When Russian tennis player Anastasia Pavlyuchenkova aired her frustrations during last Sunday’s fourth-round match at Wimbledon against Britain’s Sonay Kartal, she had good cause to do so.
The new electronic line-calling system had failed to flag a shot from the British player as out. It was the third call that had been missed by the state-of-the-art system. One could be excused as a glitch, but two was inexcusable. And a third? Something was clearly wrong.
The umpire stepped in on the first two. On the third, they stood the system down.
In the end, the cause of the problem wasn’t a technical failure of the system. There were no bugs in the software or flaws that were exploited. Instead, it came down to human error. An operator had mistakenly turned off the cameras monitoring one section of the court, meaning that for six minutes and 49 seconds, the automated calling system effectively had a blind spot.
READ MORE
That must have been an awkward conversation at the team meeting.
The system was quickly altered to ensure the cameras could not be manually deactivated by operators, hopefully preventing the same situation from occurring.

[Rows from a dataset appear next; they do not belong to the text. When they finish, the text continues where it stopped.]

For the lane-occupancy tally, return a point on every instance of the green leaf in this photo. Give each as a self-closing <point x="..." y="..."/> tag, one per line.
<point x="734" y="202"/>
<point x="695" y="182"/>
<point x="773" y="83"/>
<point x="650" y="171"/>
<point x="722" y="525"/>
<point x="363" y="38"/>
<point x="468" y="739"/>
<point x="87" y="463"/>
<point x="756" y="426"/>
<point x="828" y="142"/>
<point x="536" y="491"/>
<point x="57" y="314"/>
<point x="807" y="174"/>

That wasn’t the end of the Wimbledon tech woes though. In the men’s quarter-final between Taylor Fritz and Karen Khachanov on Tuesday, the system incorrectly identified a shot as a serve and called a fault.

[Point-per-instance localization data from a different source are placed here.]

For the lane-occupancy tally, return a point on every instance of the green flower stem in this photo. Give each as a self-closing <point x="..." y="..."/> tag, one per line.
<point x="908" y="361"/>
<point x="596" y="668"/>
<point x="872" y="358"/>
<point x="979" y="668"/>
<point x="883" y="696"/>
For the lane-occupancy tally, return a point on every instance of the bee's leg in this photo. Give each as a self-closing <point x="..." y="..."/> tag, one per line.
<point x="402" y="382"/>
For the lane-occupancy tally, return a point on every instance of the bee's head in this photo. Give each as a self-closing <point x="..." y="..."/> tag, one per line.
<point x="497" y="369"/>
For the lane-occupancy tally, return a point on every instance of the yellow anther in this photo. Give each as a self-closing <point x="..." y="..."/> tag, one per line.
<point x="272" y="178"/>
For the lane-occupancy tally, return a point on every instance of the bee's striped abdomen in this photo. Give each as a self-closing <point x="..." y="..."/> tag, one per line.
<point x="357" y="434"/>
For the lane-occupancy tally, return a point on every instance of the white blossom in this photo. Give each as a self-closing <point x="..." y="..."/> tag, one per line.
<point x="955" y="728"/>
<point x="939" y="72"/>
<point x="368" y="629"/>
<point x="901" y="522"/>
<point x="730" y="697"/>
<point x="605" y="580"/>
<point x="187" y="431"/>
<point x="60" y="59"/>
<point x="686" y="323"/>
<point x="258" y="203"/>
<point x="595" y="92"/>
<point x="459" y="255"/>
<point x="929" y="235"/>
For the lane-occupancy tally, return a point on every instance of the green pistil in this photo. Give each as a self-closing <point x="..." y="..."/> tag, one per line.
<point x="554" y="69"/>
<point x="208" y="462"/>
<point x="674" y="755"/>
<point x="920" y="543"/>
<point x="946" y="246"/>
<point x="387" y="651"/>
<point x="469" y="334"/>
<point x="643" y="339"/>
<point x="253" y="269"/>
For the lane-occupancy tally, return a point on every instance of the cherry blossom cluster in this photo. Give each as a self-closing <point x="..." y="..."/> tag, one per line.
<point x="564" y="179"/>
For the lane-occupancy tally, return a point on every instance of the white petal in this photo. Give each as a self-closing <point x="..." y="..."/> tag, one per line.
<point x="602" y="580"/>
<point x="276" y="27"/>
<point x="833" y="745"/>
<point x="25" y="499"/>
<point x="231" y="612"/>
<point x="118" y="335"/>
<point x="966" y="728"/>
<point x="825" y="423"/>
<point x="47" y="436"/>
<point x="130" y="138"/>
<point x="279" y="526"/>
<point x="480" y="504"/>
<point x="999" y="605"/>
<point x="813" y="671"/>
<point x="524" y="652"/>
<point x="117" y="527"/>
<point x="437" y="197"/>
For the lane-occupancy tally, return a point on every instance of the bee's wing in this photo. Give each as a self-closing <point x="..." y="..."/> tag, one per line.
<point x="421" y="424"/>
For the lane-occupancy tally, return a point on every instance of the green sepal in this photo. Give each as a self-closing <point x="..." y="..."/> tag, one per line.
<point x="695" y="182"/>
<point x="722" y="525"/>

Again, human action exposed the limitations of the system. This time, the system became confused by Fritz preparing his serve while the ballboy was still crossing the net. But the (human) umpire stepped in and the point was replayed.

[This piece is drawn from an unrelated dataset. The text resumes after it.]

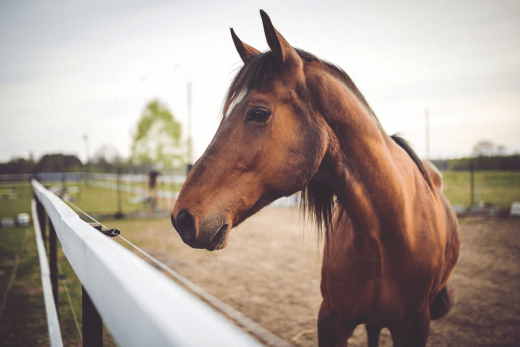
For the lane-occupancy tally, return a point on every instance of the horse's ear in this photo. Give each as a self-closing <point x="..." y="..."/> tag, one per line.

Other complaints about the system at the tournament range from inaccurate decisions to calls being too quiet for players and spectators to hear.
This is the first year Wimbledon has used an all-electronic line-calling system, replacing the 300 line judges that used to make the calls with help from the Hawk-Eye system.
Overall, it hasn’t been a good debut.
You might argue that the decision to replace the human officials with technology was a mistake when the stakes are so high. But Wimbledon isn’t the first tennis tournament to do it, with the Australian Open using the system for the past few years. All ATP (Association of Tennis Professionals) tournaments will have the system up and running this year.
It has divided the players too. While some players hate it – Emma Raducanu called it “dodgy” – others prefer not to think about challenging calls mid-match.
Wimbledon has served up a real-time view of how technology can drastically reduce the need for human expertise – and why it isn’t always a good idea.
But this isn’t the first time automated systems have let down the very sports that they are meant to protect. When VAR (Video Assistant Referee) was introduced to football, the technology was intended to stop bad calls. In the 2019/20 Premier League season, it failed to spot a goal in the match between Aston Villa and Sheffield United. Not only did the Hawk-Eye technology fail to spot the ball crossing the line, but the VAR did not follow up on it. That match finished 0-0, securing a precious point for Villa that ultimately kept them in the Premier League
A second mistake hit closer to home, at least in this house. In the 2023/24 Premier League season, Liverpool had a Luis Diaz goal ruled out in error, flagged as offside. A VAR check confirmed it was a mistake, but the VAR team failed to communicate that properly to the referee, allowing the game to restart and the error to stand. Spurs went on to win 2-1. You would imagine there was a lot of cursing of VAR that day.
Even closer to home, the GAA has been forced to stand down its Hawk-Eye system on a number of occasions. Two years ago, the system was stood down for the All-Ireland football quarter-final between Monaghan and Armagh after it failed to function properly when a kick was referred to Hawk Eye. It had been a similar story on semi-final weekend the previous year, when a score was challenged and ruled out before the referee added it back in at half time.
The incidents undermined confidence in a technology that had rarely given cause for complaint in a decade of being in use for a decade with few complaints.
It is all about perception though. Never mind that these systems are probably more accurate than human officials ; if you want people to trust in it, the system has to be perceived as flawless.
There is a lesson here. While most of us are looking over our shoulders at AI, fearing it might take our jobs, there are some professions where having a human in the mix will be an advantage. Because it doesn’t matter how cutting edge the technology, it will inevitably be taken down by one factor it can’t control: human error. And, as these errors have shown us, that sometimes creates issues that people - not technology - must resolve.